Darum hatte ihn Bundeskanzlerin Merkel bei ihrem jüngsten Besuch in Paris am 6. Dezember zwar ausdrücklich gebeten. Doch Sarkozy will sich von Berlin nicht hereinreden lassen, auch wenn er eingesehen hat, dass er die Mittelmeer-Union nicht als Konkurrenzorganisation zur EU aufbauen kann.

„Geeinigter Mittelmeerraum gegen Krieg und Hoffnungslosigkeit“

Die deutsch-französische Arbeitsgruppe zur Mittelmeer-Union, deren Gründung am 6. Dezember vereinbart worden war, wird die Ankündigungen aus Rom hinnehmen müssen. Nicolas Sarkozy sieht sich durch die Unterstützung von Zapatero und Prodi gestärkt.

Die drei Länder teilten die Ziele und die Vision seiner Mittelmeer-Union, sagte der französische Präsident in Rom. „Wir drei haben entschieden, dass es einen geeinigten Mittelmeerraum gegen Krieg und gegen Hoffnungslosigkeit geben soll“, teilte der französischen Präsident nach seinem Gespräch mit dem spanischen und dem italienischen Ministerpräsidenten mit. Über die geplante Mittelmeer-Union sagte Sarkozy: „Dies ist ein großer Traum, und ich bin sicher, dass wir ihn verwirklichen können.“

Kampf gegen den Klimawandel

Zapatero sagte, die Mittelmeer-Union müsse sich vor allem dem Kampf gegen den Klimawandel, gegen Ungleichheiten, Armut und illegale Einwanderung verschreiben: „Wir wollen, dass die Länder des Mittelmeers parallel zur EU entscheidende Protagonisten werden.“

Romano Prodi warb ebenfalls für die Mittelmeer-Union, die Stabilität und Frieden schaffen werde. „Der Krieg der Kulturen kann nur mit konkreten Initiativen gewonnen werden“, sagte der italienische Ministerpräsident. Über die mögliche Eingliederung der Mittelmeer-Union in den sogenannten Barcelona-Prozess der EU äußerten sich die Staats- und Regierungschefs in Rom nicht.
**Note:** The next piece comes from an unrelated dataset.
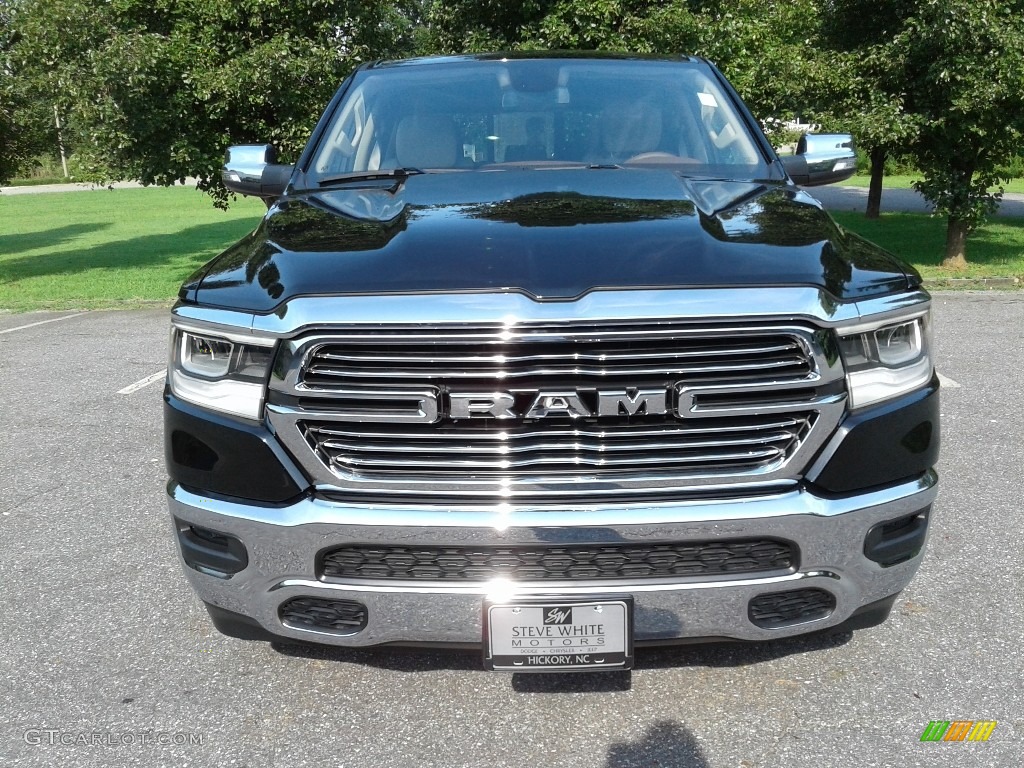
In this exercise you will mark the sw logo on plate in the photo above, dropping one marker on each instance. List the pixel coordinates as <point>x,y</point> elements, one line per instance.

Förder- und Kooperationsprogramme mit Nordafrika

In Paris werden die Ergebnisse des Barcelona-Prozesses als enttäuschend bewertet. Sarkozy will die Strukturen der Mittelmeer-Union nach dem Vorbild der G-8-Treffen aufbauen: Es soll ein kleines Generalsekretariat mit begrenztem Personal geschaffen werden. Ein Diplomat, Alain Leroy, ist im Quai d’Orsay mit der Ausarbeitung der Union beauftragt.

Die Projekte der Union im Bereich der wirtschaftlichen Kooperation, der Wasser- und Elektrizitätsversorgung, des Umweltschutzes oder der Einwanderungskontrollen sollen auf „variabler Geometrie“ beruhen, das heißt, nur die interessierten Mittelmeeranrainerstaaten sollen sich daran beteiligen, ohne Zwang für die anderen Staaten.

Auch über eine der Osteuropa-Bank EBRD ähnelnde Finanzinstitution zur Absicherung der Projekte wird in Paris nachgedacht. Eine solche Bank könnte die verschiedenen Förder- und Kooperationsprogramme mit Nordafrika integrieren.